Faktor-Faktor yang mempengaruhi Kondisi Keuangan dan Hasil Operasi Perseroan
Manajemen Perseroan memiliki beberapa pandangan terhadap faktor-faktor yang mempengaruhi bisnis, kondisi keuangan, hasil operasi dan prospek usaha Perseroan adalah sebagai berikut:
• Kondisi Perekonomian Indonesia
Perekonomian Indonesia tidak dapat lepas dari bayang-bayang kondisi ekonomi global. Hal ini dapat dilihat jika terjadi perlambatan pemulihan ekonomi di beberapa negara maju seperti Amerika Serikat, Jepang maupun kawasan Eropa, hal ini membawa dampak yang cukup signifikan kepada perekonomian nasional Indonesia. Selain itu, tekanan negative campaign dari Uni Eropa terhadap industri kelapa sawit secara keseluruhan, dapat memberikan tekanan kepada pemerintah dalam hal mengeluarkan kebijakan kebijakan bagi industri kelapa sawit. Kebijakan Uni Eropa yang secara bertahap akan melarang produk Biodiesel yang berasal dari minyak kelapa sawit, untuk diimport ke Uni Eropa, akan memberikan tekanan kepada permintaan minyak kelapa sawit yang pada akhirnya akan memberikan tekanan terhadap harga. Kondisi makro ekonomi pada tahun 2020 terdampak sangat signifikan karena dipengaruhi ketidakpastian dengan adanya penyebaran virus COVID-19. Dimulai dari Tiongkok pada akhir tahun 2019, penyebaran virus ini telah berdampak langsung pada penurunan volume perdagangan global akibat tertahannya aktivitas ekspor impor di sejumlah negara. Indonesia sebagai negara yang aktif dalam melakukan perdagangan dengan Tiongkok segera merasakan dampaknya dan mengakibatkan terjadinya perlambatan pertumbuhan ekonomi. Penyebaran virus yang sangat masif hingga ke Indonesia telah mendorong pemerintah pusat dan daerah untuk melakukan realokasi anggaran guna menanggulangi penyebaran virus beserta dampak ekonominya. Perlambatan pertumbuhan ekonomi global dan nasional tidak dapat dielakkan hingga penyebaran virus beserta dampaknya dapat diatasi.

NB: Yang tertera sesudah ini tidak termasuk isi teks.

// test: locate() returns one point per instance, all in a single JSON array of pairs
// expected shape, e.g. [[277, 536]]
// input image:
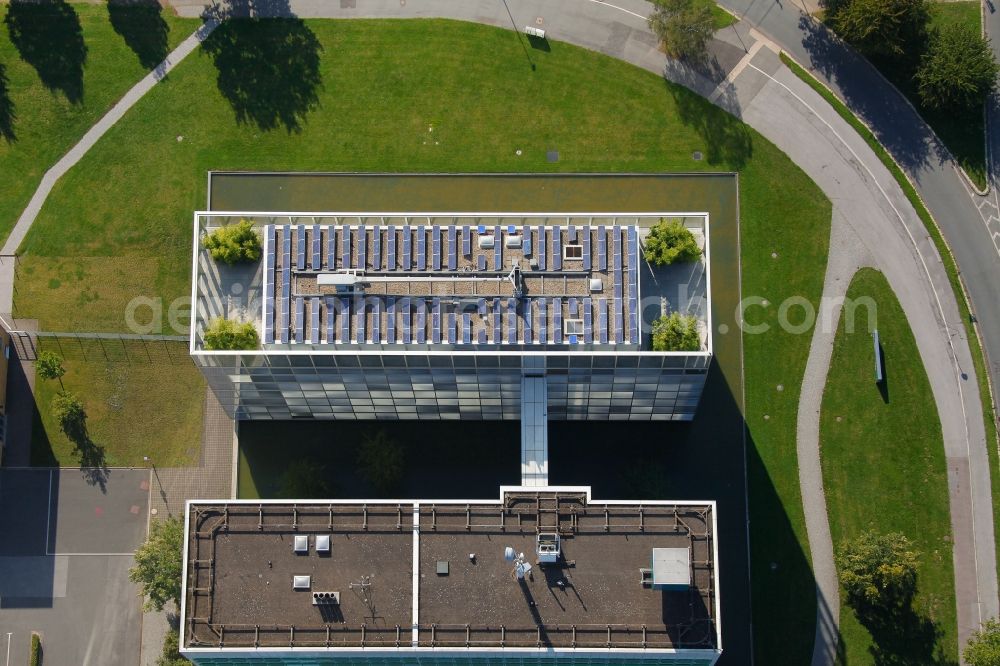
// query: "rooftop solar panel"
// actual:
[[300, 247], [345, 247], [314, 320], [543, 315], [436, 321], [330, 320], [452, 249], [362, 248], [497, 324], [436, 249], [405, 313], [497, 250], [511, 321], [331, 247], [557, 320], [421, 321], [359, 319], [390, 320], [300, 323], [316, 245], [602, 320], [390, 259], [557, 249], [421, 249], [345, 320], [407, 248]]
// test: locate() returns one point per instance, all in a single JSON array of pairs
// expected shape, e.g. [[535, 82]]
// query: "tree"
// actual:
[[670, 241], [226, 334], [684, 28], [958, 72], [72, 417], [983, 648], [676, 332], [158, 567], [381, 460], [49, 365], [878, 570], [304, 479], [234, 243], [171, 655], [892, 28]]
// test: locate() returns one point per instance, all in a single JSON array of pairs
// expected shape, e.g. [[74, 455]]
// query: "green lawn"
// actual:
[[895, 430], [140, 399], [465, 98], [52, 101]]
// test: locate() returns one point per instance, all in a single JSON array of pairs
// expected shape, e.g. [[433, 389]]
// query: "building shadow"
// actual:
[[48, 36], [7, 114], [140, 23], [268, 68]]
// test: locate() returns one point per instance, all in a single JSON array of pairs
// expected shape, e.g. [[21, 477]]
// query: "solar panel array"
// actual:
[[318, 318]]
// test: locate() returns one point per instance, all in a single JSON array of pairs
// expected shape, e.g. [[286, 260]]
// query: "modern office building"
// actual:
[[452, 316], [540, 576]]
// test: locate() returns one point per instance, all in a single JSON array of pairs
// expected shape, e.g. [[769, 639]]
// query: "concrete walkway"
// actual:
[[68, 160]]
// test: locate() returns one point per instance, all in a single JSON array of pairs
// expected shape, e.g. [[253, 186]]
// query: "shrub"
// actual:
[[35, 659], [684, 28], [983, 648], [49, 365], [158, 567], [958, 72], [381, 460], [878, 570], [671, 241], [225, 334], [171, 655], [69, 412], [676, 332], [234, 243]]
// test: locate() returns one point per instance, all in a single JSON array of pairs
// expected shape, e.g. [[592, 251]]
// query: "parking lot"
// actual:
[[66, 544]]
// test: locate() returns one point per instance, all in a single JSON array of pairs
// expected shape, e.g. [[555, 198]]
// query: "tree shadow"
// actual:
[[866, 93], [48, 36], [7, 115], [268, 68], [141, 25], [727, 140], [902, 636]]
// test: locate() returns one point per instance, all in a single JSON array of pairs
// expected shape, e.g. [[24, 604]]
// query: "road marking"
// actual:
[[621, 9], [944, 320], [48, 516]]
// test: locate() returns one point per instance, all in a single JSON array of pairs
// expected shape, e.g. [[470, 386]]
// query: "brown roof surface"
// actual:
[[241, 563]]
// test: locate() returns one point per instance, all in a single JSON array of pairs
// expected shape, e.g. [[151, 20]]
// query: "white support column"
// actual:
[[534, 432]]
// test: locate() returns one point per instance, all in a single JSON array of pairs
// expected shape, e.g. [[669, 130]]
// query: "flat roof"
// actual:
[[459, 281], [431, 574]]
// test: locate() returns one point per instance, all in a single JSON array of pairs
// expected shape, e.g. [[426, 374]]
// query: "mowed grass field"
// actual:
[[84, 66], [884, 470], [463, 98]]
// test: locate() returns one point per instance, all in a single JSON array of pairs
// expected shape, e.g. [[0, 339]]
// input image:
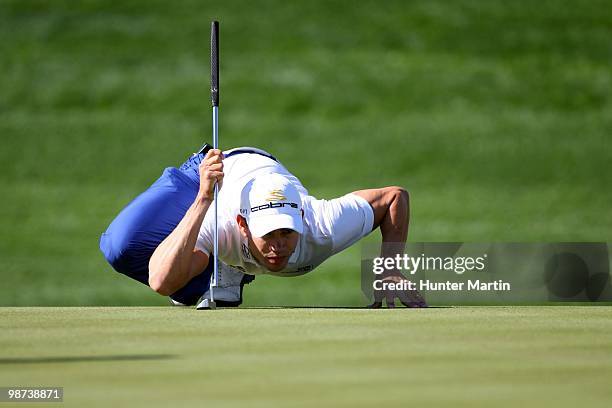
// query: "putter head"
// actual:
[[206, 304]]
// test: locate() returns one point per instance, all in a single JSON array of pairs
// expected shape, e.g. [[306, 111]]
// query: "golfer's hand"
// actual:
[[409, 298], [211, 172]]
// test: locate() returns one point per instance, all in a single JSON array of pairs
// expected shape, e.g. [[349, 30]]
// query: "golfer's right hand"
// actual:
[[211, 172]]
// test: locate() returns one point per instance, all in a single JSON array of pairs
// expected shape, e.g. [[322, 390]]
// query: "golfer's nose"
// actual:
[[277, 244]]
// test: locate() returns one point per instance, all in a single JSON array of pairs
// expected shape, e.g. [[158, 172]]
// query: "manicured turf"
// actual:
[[495, 115], [469, 356]]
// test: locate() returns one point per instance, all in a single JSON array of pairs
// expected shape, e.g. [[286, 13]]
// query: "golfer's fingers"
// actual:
[[375, 305], [216, 175], [390, 298], [413, 299], [215, 167]]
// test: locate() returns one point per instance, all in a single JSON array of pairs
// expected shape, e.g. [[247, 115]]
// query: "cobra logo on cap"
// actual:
[[276, 195]]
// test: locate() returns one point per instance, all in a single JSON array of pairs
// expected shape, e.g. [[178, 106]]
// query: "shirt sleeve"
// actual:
[[204, 242], [346, 219]]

Perseroan yang merupakan bagian dari unit pelaku ekonomi nasional melihat hal tersebut sebagai suatu pertimbangan dalam menyusun perencanaan dalam melakukan kegiatan usaha.
• risiko Fluktuasi Suku Bunga
Seluruh penjualan Perseroan, meski didominasi oleh mata uang Rupiah tetap mengacu kepada harga minyak kelapa sawit dalam mata uang Dolar Amerika Serikat.
Perseroan dan Entitas Anak juga menghadapi risiko yang diakibatkan dari fluktuasi tingkat suku bunga. Pinjaman bank Perseroan terdiri dari utang dengan tingkat suku bunga variabel yang berhubungan dengan suku bunga bank yang berlaku. Tingkat suku bunga bank akan dikaji ulang dan disesuaikan secara berkala sesuai dengan suku bunga yang berlaku. Kenaikan pada suku bunga juga akan meningkatkan beban bunga yang berkaitan dengan pinjaman bersuku bunga mengambang dan kenaikan biaya atas utang yang baru. Fluktuasi suku bunga juga dapat menyebabkan fluktuasi yang signifikan pada nilai wajar kewajiban utang Perseroan.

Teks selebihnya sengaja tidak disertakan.